More Onion Advice From Our Test Kitchen

More Onion Advice From Our Test Kitchen


What are shallots?
—J.B., Nicholasville, Kentucky

Part of the onion family, shallots have a mild onion-garlic flavor. In place of 3 to 4 shallots, use 1 medium onion plus a pinch of garlic powder or, if you like the taste of garlic, 1 minced garlic clove.


My husband doesn't like onions or garlic. What else can I use to perk up his favorite dishes?
—J.R., Phoenix, Arizona

Herbs are a great alternative to season foods usually flavored with garlic and onions. Try dried thyme in beef or pork dishes, oregano or basil in ground beef casseroles and rosemary with chicken. Go easy the first time—add 1/4 teaspoon at a time and taste before adding more.
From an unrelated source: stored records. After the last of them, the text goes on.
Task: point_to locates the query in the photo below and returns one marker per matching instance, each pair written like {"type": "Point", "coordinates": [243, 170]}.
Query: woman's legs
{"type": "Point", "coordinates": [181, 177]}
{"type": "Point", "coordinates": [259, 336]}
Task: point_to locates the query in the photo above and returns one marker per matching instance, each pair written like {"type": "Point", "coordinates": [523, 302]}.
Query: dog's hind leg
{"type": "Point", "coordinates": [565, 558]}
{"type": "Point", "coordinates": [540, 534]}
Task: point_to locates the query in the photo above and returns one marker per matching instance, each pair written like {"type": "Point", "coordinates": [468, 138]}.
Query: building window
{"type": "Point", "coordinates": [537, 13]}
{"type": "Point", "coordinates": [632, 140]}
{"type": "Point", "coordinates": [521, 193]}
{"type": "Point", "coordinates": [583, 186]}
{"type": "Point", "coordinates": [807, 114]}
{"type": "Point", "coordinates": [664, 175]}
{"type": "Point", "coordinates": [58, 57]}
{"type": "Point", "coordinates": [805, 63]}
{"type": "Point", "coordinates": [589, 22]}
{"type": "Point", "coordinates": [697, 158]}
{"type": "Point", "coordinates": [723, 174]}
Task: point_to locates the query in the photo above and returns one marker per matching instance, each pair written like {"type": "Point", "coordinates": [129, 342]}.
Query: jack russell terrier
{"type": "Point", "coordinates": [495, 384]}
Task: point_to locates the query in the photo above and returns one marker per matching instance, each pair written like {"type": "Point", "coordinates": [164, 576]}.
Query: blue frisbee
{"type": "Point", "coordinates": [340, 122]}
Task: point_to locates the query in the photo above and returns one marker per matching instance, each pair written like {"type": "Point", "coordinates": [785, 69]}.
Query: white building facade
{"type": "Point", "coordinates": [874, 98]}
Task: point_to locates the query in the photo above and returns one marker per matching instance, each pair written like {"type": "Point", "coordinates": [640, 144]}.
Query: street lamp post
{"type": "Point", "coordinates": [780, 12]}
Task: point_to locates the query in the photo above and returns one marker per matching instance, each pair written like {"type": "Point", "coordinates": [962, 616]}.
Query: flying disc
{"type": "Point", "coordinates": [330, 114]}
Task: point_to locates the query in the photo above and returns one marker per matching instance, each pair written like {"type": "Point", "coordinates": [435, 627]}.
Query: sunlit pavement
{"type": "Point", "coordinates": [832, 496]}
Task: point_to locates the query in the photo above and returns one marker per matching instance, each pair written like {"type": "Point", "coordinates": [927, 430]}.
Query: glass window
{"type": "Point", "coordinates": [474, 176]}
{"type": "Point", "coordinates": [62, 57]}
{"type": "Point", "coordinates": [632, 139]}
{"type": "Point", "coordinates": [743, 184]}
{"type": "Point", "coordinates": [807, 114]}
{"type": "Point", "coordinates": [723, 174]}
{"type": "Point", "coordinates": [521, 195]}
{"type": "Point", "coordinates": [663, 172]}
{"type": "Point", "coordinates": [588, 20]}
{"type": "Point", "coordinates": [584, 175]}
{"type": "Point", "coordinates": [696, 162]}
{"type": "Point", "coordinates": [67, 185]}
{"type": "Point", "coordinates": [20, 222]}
Recently, I enjoyed some caramelized onions at a restaurant. I'm wondering how I can make them at home.
—B.C., Leetonia, Ohio

Saute sliced onions in 1 to 2 tablespoons of olive oil or butter (or 1 tablespoon of each) and 1 teaspoon of sugar per onion. Cook and stir occasionally over low heat for 20-30 minutes or until onions are golden brown and tender.


I like to chop and freeze onions in 1/4-cup amounts. How much does a medium or large onion yield?
—M.B., New Glarus, Wisconsin

A medium onion, chopped, will equal about 1/2 cup; a large onion will yield about 1 cup.


I recently came across a recipe that calls for pickling onions. I have never heard of them and could not find them in the grocery store. What is the difference between pickling onions and regular onions?
—R.R. Keene, Ohio

Pickling onions, sometimes called "boilers," are small, tender white or yellow onions with a mild flavor. They range in size from 1/2 inch to 1 inch in diameter. Their small size and mild flavor sets them apart from the typical yellow onion. Pickling onions can also be used in place of pearl onions or any small, mild-flavored onion called for in recipes.

Pickling onions can often be found during summer and fall in the produce department of grocery stores.